What is E-A-T, and why is it essential for legal content?

E-A-T stands for Expertise, Authority, and Trustworthiness. Google uses these factors to judge the quality and reliability of information. It’s important because it can impact readers’ lives, finances, or safety.

How can a law firm demonstrate expertise in its content?

Law firms demonstrate expertise by providing detailed legal knowledge, case studies, and practical legal advice highlighting their attorneys’ qualifications and experience.

What gives legal content authority?

Legal content gains authority through credentials like memberships in legal associations, awards, recognitions, and years of experience. This assures readers that the information comes from a credible source.

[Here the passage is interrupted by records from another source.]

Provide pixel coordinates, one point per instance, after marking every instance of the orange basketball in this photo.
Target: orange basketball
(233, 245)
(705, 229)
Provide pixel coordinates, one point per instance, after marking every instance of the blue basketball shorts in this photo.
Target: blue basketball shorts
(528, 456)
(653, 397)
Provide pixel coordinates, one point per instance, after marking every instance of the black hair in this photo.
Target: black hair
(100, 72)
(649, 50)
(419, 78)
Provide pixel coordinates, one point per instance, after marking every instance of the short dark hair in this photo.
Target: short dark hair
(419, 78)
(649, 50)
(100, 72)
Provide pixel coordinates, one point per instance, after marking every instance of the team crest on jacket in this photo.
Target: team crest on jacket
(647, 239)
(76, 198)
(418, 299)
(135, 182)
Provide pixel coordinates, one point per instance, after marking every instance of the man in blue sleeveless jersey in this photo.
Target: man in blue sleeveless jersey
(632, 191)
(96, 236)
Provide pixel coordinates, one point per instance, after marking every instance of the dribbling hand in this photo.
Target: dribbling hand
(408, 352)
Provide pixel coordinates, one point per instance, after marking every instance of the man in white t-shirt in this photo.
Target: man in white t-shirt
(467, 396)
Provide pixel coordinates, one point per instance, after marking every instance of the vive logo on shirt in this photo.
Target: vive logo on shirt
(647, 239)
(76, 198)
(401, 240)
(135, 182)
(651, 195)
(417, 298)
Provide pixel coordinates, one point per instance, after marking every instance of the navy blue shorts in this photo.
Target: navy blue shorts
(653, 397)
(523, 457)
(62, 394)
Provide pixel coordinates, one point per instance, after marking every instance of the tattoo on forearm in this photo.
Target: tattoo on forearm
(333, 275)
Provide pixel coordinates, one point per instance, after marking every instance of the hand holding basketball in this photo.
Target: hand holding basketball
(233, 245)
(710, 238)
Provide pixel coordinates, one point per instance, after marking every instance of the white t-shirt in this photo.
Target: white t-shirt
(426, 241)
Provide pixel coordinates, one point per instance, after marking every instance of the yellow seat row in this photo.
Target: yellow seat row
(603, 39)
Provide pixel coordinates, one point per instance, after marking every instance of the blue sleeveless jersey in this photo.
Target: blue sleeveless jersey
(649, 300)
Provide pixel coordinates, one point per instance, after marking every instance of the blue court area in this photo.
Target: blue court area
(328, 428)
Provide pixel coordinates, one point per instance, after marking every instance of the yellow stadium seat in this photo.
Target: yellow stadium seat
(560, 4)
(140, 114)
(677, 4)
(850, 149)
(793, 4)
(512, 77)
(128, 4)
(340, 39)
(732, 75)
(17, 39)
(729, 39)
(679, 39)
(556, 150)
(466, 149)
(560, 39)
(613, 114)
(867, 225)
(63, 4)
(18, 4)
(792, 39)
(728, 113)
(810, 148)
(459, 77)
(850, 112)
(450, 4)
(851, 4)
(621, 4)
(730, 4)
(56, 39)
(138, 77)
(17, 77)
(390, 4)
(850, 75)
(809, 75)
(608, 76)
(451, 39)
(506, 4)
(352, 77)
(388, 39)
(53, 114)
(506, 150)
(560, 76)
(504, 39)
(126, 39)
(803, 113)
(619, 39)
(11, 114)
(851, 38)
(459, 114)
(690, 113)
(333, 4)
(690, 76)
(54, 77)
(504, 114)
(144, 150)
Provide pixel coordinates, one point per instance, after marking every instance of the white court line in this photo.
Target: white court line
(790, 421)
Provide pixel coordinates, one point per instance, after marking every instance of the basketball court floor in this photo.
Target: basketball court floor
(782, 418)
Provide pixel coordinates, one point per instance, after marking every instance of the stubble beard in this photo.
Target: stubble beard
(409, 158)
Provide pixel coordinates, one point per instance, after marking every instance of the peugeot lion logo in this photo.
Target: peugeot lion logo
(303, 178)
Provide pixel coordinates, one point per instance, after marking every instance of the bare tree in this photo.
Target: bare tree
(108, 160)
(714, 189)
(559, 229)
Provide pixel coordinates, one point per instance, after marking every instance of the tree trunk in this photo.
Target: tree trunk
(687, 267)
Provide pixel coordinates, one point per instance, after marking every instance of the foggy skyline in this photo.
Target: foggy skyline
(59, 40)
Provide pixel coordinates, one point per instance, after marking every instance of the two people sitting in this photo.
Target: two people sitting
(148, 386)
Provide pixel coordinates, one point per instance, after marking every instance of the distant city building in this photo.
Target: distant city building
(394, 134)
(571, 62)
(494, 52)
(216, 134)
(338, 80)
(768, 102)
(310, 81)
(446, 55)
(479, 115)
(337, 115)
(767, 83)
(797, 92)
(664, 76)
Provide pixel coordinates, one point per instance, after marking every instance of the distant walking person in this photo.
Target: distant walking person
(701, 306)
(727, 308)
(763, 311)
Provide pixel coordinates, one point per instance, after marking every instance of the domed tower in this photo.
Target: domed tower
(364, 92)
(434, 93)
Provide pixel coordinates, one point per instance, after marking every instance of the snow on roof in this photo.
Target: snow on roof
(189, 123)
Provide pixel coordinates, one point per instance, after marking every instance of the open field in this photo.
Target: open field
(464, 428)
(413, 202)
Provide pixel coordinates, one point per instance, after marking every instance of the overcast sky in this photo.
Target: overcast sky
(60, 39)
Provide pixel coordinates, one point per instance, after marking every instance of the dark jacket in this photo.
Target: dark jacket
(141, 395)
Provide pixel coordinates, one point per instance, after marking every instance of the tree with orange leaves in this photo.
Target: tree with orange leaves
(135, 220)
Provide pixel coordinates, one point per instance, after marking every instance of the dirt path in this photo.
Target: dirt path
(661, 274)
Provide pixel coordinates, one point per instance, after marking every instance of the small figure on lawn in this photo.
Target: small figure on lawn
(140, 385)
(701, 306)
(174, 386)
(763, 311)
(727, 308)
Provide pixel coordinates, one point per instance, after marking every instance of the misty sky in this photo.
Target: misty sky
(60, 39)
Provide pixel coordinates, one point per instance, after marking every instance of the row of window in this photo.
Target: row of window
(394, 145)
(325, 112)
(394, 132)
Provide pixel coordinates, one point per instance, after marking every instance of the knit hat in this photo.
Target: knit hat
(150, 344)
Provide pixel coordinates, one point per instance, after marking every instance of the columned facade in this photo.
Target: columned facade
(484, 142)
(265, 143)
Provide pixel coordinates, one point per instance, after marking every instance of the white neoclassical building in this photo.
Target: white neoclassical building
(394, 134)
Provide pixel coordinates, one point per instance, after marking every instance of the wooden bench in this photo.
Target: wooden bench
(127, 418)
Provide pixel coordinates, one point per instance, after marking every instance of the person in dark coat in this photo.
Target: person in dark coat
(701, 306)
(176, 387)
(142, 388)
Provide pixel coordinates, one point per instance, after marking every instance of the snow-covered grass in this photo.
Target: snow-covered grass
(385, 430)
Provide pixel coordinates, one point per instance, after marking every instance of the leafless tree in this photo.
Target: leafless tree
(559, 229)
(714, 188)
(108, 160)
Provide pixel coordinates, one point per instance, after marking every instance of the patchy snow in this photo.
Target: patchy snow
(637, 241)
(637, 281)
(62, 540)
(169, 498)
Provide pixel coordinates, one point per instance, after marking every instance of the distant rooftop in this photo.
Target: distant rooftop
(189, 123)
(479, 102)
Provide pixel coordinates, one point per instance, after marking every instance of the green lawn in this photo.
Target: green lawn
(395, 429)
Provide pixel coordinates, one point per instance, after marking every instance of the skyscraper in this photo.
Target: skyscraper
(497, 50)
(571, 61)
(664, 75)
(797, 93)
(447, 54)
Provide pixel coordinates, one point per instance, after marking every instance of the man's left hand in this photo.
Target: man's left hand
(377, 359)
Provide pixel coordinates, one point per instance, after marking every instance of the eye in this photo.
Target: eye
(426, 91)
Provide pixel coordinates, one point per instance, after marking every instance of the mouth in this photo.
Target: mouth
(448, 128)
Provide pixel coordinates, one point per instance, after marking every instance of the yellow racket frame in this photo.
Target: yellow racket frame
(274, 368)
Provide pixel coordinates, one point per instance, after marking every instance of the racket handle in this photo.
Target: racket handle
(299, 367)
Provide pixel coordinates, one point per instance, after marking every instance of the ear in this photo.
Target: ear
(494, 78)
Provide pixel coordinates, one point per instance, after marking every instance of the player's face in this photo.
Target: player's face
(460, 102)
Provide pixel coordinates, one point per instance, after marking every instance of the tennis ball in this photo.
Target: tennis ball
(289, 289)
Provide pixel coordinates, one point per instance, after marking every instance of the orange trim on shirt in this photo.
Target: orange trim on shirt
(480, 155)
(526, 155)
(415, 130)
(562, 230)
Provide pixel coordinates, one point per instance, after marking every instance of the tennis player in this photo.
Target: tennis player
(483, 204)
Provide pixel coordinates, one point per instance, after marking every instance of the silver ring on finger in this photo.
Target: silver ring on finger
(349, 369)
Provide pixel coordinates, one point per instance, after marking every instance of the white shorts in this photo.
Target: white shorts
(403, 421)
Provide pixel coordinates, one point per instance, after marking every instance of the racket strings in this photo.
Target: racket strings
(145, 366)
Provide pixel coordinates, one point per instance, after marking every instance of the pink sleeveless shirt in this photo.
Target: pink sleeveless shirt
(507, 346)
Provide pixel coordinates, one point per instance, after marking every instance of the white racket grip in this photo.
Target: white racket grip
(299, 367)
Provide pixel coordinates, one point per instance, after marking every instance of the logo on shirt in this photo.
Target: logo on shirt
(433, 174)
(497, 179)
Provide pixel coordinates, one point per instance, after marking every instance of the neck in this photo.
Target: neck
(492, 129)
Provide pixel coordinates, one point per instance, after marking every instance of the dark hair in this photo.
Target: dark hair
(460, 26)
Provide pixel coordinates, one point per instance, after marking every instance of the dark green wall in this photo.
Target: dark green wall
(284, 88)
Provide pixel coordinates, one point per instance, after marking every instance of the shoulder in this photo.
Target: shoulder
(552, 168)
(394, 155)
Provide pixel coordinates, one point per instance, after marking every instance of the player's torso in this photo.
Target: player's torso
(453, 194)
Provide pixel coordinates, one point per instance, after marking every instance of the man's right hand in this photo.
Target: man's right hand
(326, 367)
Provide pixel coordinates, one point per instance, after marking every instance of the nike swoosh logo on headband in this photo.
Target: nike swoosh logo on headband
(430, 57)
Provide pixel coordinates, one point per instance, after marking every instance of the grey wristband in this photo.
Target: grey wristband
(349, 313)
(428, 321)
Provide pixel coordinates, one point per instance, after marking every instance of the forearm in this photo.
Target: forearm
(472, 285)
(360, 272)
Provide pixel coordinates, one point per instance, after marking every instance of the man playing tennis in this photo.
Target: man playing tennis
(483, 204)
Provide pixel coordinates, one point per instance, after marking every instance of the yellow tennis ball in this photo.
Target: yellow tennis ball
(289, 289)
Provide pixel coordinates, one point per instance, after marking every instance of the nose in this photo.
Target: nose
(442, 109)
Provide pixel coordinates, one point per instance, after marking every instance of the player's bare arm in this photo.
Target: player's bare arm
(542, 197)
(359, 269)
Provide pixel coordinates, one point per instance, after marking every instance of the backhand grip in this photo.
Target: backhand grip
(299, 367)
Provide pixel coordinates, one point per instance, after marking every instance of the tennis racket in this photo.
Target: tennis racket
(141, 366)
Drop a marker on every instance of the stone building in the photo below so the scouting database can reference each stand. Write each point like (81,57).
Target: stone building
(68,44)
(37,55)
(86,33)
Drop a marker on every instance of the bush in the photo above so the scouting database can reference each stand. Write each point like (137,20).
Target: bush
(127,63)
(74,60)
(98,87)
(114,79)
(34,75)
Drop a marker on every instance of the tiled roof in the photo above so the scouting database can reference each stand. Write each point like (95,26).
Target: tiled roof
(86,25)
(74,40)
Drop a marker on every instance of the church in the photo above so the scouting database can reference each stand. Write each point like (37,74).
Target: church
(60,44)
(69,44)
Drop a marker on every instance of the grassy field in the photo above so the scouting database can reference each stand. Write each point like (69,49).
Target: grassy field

How can trust in legal content be maintained?

Trust in legal content is maintained by ensuring accuracy, transparency, and reliability. Avoid sensationalized or misleading information, clearly cite sources, and present balanced and factual information.

Why is YMYL (Your Money or Your Life) important in legal content?

YMYL topics, including legal matters, can significantly impact a person’s finances, health, or safety. To protect users, Google requires such content to be accurate, trustworthy, and high-quality.

What pitfalls should be avoided in legal content marketing?

Avoid providing inaccurate or outdated information, lacking precise citations or sources, using overly promotional language, and neglecting to update content regularly to meet current standards.

Final Word

Law firms must create high-quality legal content that adheres to Google’s E-A-T guidelines. Focusing on expertise, authority, and trustworthiness can enhance their online visibility and establish them as dependable sources of legal information.